Add 3 more cars: yellow, pink and green
For the neighborhood I just asked ChatGPT to draw multiple copies of the houses, trees, and cars. But Pillow contains a powerful feature: you can create multiple images and then composite them together. So I could create an image of a house or car in isolation, and then paste multiple copies of it into the main scene. To create City Scene the first thing I did was create an image and draw a very simple star into it.
Then I created a background:
Finally, I asked it to place the stars:
I liked the result. I found its phrase “to give the sky a more natural look”
interesting. I didn’t actually say “natural” in my prompt, but it’s certainly
what I intended. Its generated code is very clean and easy to read, with nice
comments. Here’s the code placing the 200 stars using the random.randint
function and the Image.rotate
, and Image.paste
methods:
import random
from PIL import ImageOps
# Define the number of stars
num_stars = 200
# Resize the star image to 20x20
star_resized = img.resize((20, 20))
# Loop to place stars
for _ in range(num_stars):
# Randomize the location
x = random.randint(0, img_size_16_9[0]-20)
y = random.randint(0, img_size_16_9[1]//2-20)
# Randomize the rotation
angle = random.randint(0, 360)
star_rotated = star_resized.rotate(angle)
# Place the star on the scene
img_16_9.paste(star_rotated, (x, y))
# Display the image
img_16_9.show()
I used this same approach to create separate images for the cars and trees. For
best results ask it to create a background image with alpha=0
and then draw
your object with alpha=255
so that the sprites have transparent backgrounds.
Although you are describing the scene in English, knowing some terms like
alpha
lets you communicate your intentions compactly.
Here is the final image again. I think you could produce a much higher quality images than this if you patiently and repeatedly used the composition technique in clever ways.
Drawing with Code Interpreter is a very different experience from using Midjourney or Stable Diffusion, because GPT-4 actually understands language!

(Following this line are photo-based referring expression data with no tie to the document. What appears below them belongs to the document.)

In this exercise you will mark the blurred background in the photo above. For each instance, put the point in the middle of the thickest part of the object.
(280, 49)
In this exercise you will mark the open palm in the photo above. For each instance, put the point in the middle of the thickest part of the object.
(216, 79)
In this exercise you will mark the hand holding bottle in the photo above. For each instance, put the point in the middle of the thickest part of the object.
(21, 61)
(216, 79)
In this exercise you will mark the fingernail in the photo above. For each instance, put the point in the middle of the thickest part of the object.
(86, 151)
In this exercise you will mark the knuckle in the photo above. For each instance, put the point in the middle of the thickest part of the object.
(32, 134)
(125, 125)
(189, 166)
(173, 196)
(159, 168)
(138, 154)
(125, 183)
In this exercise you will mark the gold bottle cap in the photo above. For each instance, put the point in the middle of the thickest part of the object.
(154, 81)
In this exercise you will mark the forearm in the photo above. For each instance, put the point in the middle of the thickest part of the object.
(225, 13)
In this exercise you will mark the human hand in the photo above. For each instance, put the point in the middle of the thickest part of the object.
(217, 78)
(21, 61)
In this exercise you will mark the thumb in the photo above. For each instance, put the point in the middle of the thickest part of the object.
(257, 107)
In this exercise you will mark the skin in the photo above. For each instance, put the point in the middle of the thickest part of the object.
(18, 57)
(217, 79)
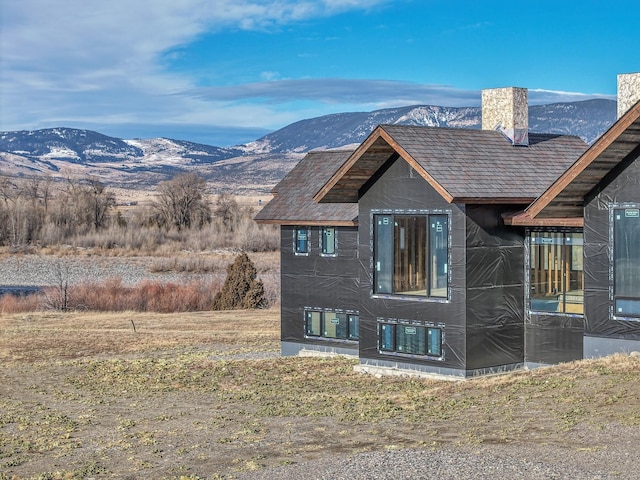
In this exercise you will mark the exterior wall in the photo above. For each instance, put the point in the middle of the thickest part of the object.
(604, 333)
(550, 338)
(318, 282)
(495, 289)
(398, 190)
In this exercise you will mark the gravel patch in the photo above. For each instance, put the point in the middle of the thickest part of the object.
(437, 464)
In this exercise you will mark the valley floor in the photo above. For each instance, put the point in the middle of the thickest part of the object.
(206, 395)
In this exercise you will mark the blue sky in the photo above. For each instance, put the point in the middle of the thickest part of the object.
(225, 72)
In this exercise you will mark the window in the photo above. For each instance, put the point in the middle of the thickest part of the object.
(411, 255)
(556, 272)
(328, 241)
(332, 325)
(410, 339)
(301, 241)
(626, 262)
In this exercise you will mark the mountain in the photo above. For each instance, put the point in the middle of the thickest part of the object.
(587, 119)
(256, 166)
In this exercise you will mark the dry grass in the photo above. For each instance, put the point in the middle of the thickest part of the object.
(182, 395)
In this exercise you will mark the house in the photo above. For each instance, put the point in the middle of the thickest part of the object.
(318, 260)
(461, 253)
(599, 195)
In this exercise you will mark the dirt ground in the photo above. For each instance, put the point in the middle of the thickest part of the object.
(206, 395)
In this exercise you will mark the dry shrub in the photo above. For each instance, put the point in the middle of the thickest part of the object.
(20, 303)
(241, 289)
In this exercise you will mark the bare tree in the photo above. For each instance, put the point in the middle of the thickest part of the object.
(227, 210)
(181, 202)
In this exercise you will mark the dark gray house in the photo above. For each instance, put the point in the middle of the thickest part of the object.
(319, 260)
(600, 196)
(445, 264)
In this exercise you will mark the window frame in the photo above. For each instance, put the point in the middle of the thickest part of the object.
(389, 333)
(320, 331)
(562, 297)
(384, 265)
(296, 232)
(615, 297)
(323, 244)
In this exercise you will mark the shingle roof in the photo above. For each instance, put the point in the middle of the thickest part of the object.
(293, 202)
(565, 197)
(463, 165)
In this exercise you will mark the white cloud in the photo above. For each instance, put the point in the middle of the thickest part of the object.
(83, 61)
(77, 60)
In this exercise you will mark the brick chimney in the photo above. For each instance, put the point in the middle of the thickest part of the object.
(507, 110)
(628, 91)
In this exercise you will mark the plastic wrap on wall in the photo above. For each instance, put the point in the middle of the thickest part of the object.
(553, 339)
(495, 289)
(315, 281)
(399, 190)
(620, 188)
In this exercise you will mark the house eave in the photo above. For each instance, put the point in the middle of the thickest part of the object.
(309, 223)
(523, 219)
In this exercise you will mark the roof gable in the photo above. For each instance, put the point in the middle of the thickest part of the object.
(563, 202)
(293, 201)
(467, 166)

When you prompt a current AI Art system you are really providing a “cloud of keywords”, every word has associations which alter the final image, but the AI does not really understand the way the words relate to each other. To illustrate the dramatic difference in language understanding here’s a prompt I gave to Midjourney:
A sideview of a table. On the table are 3 shapes: red cube, blue cube and green cube. On the red cube is a yellow sphere. On blue cube are two orange cones. On the green cube are 3 purple spheres. –v 5.2 –ar 16:9
And here is the resulting image:
Nothing in this image matches the description, except arguably there is a table. Feeding the same prompt to GPT-4 Code Interpreter I got this:
While the art style is simplistic, everything is arranged how I asked. I wonder where the limit is. I’d like to see someone create a super-long prompt where ChatGPT draws everything correctly.

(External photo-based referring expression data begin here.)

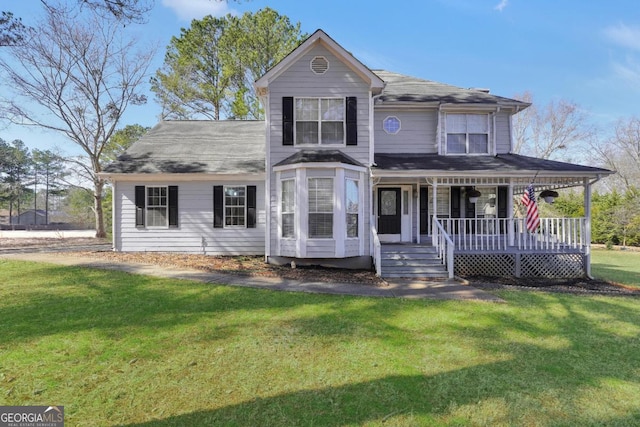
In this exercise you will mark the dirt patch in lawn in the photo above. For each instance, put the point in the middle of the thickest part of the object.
(255, 266)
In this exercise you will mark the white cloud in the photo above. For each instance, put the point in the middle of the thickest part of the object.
(500, 7)
(187, 10)
(624, 36)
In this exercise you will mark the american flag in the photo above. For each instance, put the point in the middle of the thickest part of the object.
(529, 200)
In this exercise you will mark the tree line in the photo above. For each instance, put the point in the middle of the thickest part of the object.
(208, 71)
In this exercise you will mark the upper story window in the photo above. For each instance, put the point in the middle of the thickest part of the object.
(391, 125)
(319, 121)
(467, 133)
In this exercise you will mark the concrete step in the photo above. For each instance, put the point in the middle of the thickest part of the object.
(411, 261)
(439, 275)
(393, 262)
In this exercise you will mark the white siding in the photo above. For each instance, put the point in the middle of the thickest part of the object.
(503, 133)
(195, 232)
(299, 81)
(418, 132)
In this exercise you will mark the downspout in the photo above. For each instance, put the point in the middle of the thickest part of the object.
(372, 216)
(587, 226)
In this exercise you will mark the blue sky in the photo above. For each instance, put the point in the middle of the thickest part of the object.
(583, 51)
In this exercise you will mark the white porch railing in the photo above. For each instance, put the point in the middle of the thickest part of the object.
(444, 245)
(377, 252)
(491, 234)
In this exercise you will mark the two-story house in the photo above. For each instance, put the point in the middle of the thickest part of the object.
(352, 167)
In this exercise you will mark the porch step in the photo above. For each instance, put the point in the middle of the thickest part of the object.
(411, 261)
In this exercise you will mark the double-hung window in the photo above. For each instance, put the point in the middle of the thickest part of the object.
(157, 207)
(288, 205)
(320, 193)
(320, 121)
(234, 206)
(352, 207)
(467, 133)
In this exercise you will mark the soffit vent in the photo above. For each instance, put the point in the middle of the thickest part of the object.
(319, 65)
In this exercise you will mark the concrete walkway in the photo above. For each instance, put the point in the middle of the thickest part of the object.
(449, 289)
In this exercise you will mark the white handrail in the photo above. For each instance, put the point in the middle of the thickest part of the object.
(480, 234)
(444, 245)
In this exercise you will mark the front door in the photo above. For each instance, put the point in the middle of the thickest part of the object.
(389, 211)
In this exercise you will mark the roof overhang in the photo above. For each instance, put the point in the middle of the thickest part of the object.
(179, 177)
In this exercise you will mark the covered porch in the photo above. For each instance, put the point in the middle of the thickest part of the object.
(483, 236)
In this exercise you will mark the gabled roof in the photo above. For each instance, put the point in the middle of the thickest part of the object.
(196, 146)
(321, 37)
(402, 88)
(511, 164)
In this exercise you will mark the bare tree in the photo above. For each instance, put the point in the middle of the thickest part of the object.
(548, 131)
(621, 152)
(79, 73)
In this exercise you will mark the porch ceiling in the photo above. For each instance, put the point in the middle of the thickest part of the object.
(506, 164)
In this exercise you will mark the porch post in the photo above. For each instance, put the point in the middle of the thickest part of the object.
(434, 195)
(587, 227)
(417, 208)
(510, 213)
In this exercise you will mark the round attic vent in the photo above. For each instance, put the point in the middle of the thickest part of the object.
(319, 65)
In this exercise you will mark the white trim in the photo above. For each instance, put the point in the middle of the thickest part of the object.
(313, 70)
(319, 120)
(320, 165)
(224, 207)
(339, 213)
(181, 177)
(279, 212)
(302, 224)
(268, 177)
(321, 37)
(147, 206)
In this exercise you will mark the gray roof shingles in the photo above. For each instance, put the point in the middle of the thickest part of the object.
(501, 163)
(196, 146)
(402, 88)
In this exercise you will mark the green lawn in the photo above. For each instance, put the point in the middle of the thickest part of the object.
(616, 266)
(120, 349)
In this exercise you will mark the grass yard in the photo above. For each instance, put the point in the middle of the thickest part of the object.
(119, 349)
(616, 266)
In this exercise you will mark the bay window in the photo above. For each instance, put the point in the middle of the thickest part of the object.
(352, 207)
(320, 193)
(288, 205)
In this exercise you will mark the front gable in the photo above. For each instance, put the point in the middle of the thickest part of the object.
(325, 47)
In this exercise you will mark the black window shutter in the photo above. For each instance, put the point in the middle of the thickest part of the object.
(218, 206)
(251, 206)
(352, 120)
(455, 202)
(503, 196)
(287, 120)
(140, 204)
(173, 206)
(424, 210)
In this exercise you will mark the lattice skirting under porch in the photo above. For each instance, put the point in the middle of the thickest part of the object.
(520, 265)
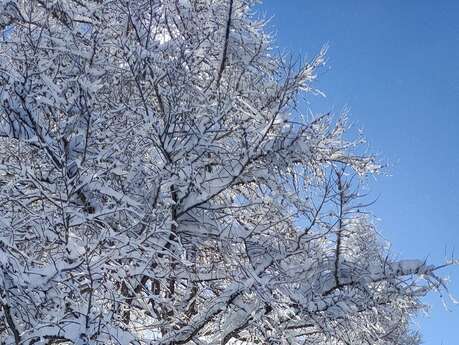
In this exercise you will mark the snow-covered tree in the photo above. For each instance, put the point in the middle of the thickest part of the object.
(159, 185)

So why can’t they just combine the language understanding of GPT-4 with the image synthesis of Midjourney or Stable Diffusion? This is one of the hottest topics in the field: Multimodal Machine Learning. Once really good multi-modal models exist you’ll be able to using arbitrary human language to create and then refine photorealistic images. That will be amazing.
You might draw a person and then iterate on specific details, “On her left wrist place three bracelets, the first bracelet is gold with a single emerald charm, the second bracelet is silver, etc.” Draw a kitchen scene and then say “near the toaster on the counter add a blue Kitchen Aid 5-Quart Artisan mixer, but an older one with a dented bowl” and it will draw that perfectly.

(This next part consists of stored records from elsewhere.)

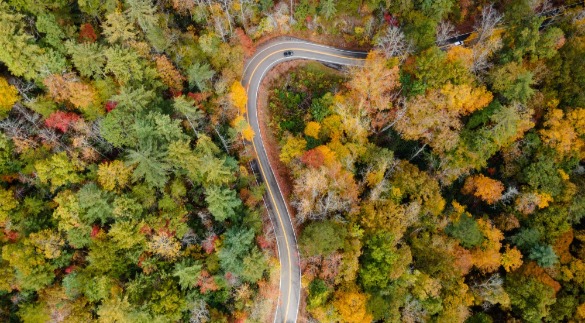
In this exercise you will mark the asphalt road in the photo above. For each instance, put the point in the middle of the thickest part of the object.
(256, 68)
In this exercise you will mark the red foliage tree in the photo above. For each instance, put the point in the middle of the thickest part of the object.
(110, 105)
(206, 282)
(87, 33)
(95, 230)
(245, 41)
(209, 243)
(313, 158)
(61, 120)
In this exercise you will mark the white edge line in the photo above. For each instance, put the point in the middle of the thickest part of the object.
(277, 184)
(299, 41)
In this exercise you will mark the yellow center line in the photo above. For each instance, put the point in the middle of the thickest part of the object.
(264, 173)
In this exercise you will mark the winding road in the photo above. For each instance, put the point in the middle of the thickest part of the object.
(256, 68)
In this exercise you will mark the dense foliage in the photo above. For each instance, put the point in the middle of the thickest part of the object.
(436, 183)
(443, 183)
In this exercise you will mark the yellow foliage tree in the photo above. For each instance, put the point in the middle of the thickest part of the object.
(527, 202)
(373, 86)
(238, 96)
(485, 188)
(8, 97)
(511, 259)
(170, 76)
(435, 116)
(165, 245)
(293, 148)
(351, 307)
(465, 99)
(242, 126)
(312, 129)
(328, 155)
(114, 176)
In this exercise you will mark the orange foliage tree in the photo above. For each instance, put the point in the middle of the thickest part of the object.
(565, 133)
(485, 188)
(351, 307)
(68, 87)
(8, 97)
(511, 259)
(434, 118)
(373, 87)
(238, 96)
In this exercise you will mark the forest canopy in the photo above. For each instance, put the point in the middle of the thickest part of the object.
(440, 181)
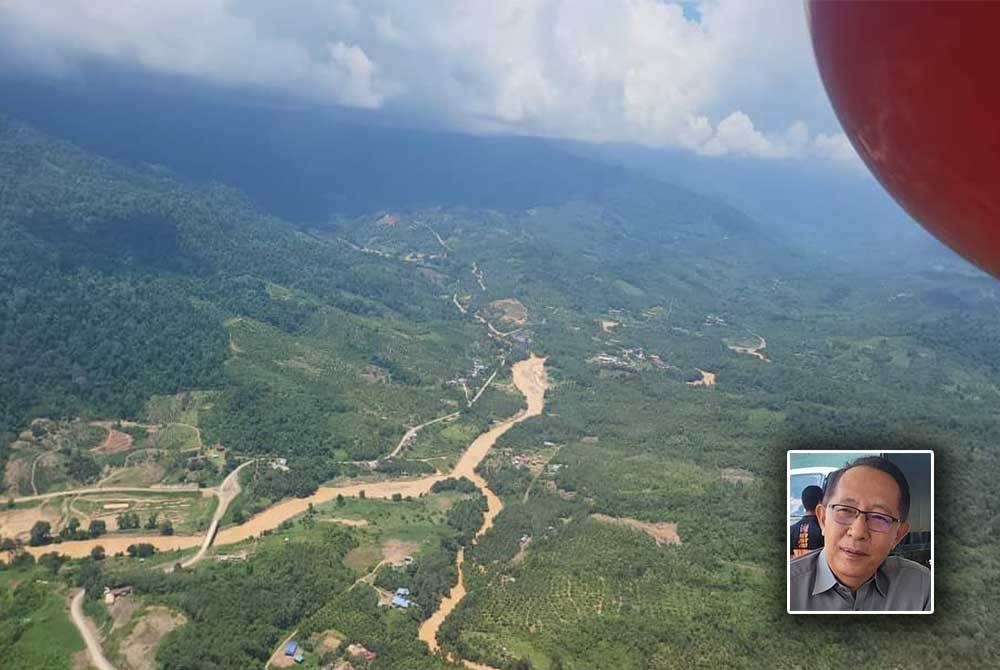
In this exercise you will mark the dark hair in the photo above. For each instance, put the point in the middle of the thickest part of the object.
(811, 495)
(879, 463)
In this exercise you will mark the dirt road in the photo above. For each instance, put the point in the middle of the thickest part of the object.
(529, 378)
(88, 633)
(108, 489)
(227, 492)
(412, 433)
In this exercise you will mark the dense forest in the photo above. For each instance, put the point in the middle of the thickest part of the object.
(127, 288)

The underlying technology of artificial neural nets is advancing rapidly. While AI Art systems today can produce stunning images, operating them requires a hit-or-miss selection of keywords. LLMs are excellent at language understanding and human language is compact and expressive. We will soon see multi-modal systems which combine advanced language understanding with high-quality image synthesis. Going forward, advanced language understanding will be part of most AI systems, because it’s so useful and powerful.